An odd, gelatinous substance filled the inside of him, but it didn’t spill or shift when he moved. It looked like cloudy tree sap frozen in place.
“It’s not as terrible as it seems,” Peacemaker said. He flexed a hand. “I still feel everything, but it’s muted. Emotions are sparks, pain easily ignored, but should I choose, I can savor them at will, like the most potent chicha and warding powder.” He shrugged. “You can even stoke pleasure to the point where it leaves you trapped within it for days.”
Colibrí licked her lips and backed away from him. “Why are you telling me all this, Peacemaker? What do you want?”
“What I want, Colibrí, is to free the tribes from their eternal burden.” He glanced up at the Guardian. “That was my dream even while I was human, back when I was a terrible spiritseer and an even worse warrior.” Peacemaker looked back down at Colibrí. “Now, however, I understand that the tribes will never defeat the Stillness. The Islandborn name this conflict a war, but it’s at best the most laughable of skirmishes.

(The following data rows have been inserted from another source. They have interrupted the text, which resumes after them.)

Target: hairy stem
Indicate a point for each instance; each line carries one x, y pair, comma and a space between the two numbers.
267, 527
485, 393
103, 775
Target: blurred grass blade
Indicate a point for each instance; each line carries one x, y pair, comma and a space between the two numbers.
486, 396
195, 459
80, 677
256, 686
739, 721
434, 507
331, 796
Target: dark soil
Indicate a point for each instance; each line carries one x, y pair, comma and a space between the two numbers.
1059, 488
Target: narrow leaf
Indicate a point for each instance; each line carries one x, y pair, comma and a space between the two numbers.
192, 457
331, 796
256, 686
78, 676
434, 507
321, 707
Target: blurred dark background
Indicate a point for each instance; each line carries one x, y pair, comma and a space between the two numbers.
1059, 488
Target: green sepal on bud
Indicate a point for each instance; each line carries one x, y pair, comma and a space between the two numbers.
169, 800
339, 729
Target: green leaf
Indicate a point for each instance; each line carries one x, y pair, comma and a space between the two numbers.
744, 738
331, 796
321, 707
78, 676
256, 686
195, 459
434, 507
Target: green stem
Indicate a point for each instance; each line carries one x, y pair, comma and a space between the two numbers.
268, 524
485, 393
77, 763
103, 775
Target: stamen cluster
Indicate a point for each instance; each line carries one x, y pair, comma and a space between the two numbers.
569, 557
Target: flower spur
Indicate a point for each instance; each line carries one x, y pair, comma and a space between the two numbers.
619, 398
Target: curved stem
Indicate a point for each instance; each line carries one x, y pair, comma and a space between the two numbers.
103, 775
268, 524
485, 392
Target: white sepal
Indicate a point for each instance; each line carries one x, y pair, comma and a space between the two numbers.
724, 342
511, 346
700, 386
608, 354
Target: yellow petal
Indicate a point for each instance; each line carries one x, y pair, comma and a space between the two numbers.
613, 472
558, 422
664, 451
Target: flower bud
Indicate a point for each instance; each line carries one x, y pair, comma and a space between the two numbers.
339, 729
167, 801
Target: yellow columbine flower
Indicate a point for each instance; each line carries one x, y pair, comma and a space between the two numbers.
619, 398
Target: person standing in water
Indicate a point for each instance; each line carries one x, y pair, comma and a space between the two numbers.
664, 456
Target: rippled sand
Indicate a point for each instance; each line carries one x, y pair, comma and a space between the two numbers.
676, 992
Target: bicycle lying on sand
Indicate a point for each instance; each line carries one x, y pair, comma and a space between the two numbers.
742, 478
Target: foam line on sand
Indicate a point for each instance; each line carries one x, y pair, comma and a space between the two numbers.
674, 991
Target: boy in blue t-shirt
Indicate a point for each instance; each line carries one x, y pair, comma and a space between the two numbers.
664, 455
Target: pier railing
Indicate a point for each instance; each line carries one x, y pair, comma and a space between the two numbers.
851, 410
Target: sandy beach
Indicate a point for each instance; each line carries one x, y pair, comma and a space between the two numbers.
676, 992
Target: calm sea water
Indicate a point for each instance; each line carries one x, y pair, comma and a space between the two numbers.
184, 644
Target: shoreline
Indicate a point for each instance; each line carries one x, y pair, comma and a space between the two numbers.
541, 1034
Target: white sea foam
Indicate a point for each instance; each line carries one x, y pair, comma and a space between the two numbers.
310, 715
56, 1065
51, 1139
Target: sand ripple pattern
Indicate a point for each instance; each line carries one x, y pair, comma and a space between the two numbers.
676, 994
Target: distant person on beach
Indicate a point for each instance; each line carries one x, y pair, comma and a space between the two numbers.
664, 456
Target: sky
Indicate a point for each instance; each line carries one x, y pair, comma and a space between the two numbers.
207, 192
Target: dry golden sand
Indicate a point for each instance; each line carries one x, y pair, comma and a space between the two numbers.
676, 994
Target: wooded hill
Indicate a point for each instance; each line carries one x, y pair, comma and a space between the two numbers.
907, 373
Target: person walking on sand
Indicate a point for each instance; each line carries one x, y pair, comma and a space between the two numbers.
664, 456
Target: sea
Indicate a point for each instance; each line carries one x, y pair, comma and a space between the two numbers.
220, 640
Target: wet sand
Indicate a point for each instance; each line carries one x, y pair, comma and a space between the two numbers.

“I promise that when the true war begins, there will be no stopping the devastation. I wanted to find another method—one that I hoped would be more merciful. My kin have allowed me this, and have agreed to stall their own schemes until mine have failed. After all, time is nothing to us now.”
“I’m not sure anyone would ever describe the pain and suffering you’ve caused as merciful,” Colibrí said flatly.
“Think beyond that!” Peacemaker snapped. “Stillness and Creation are incapable of coexisting, so one must annihilate the other.” He threw out a hand. “We’re speaking about an entire world clinging to the hope that it can somehow destroy the Stillness—when it’s already losing—versus simply joining it. Extinction against change.
“Besides, Stillness isn’t entirely foreign, but more like the sea is to the land. Yes, I like that. You fear it only because you know nothing about its depths. I can give you fins, allow you to breathe water, and then the Stillness will simply be another way of life—a new existence. The Islandborn have no word for it, but the realms beyond would most likely call it divinity.”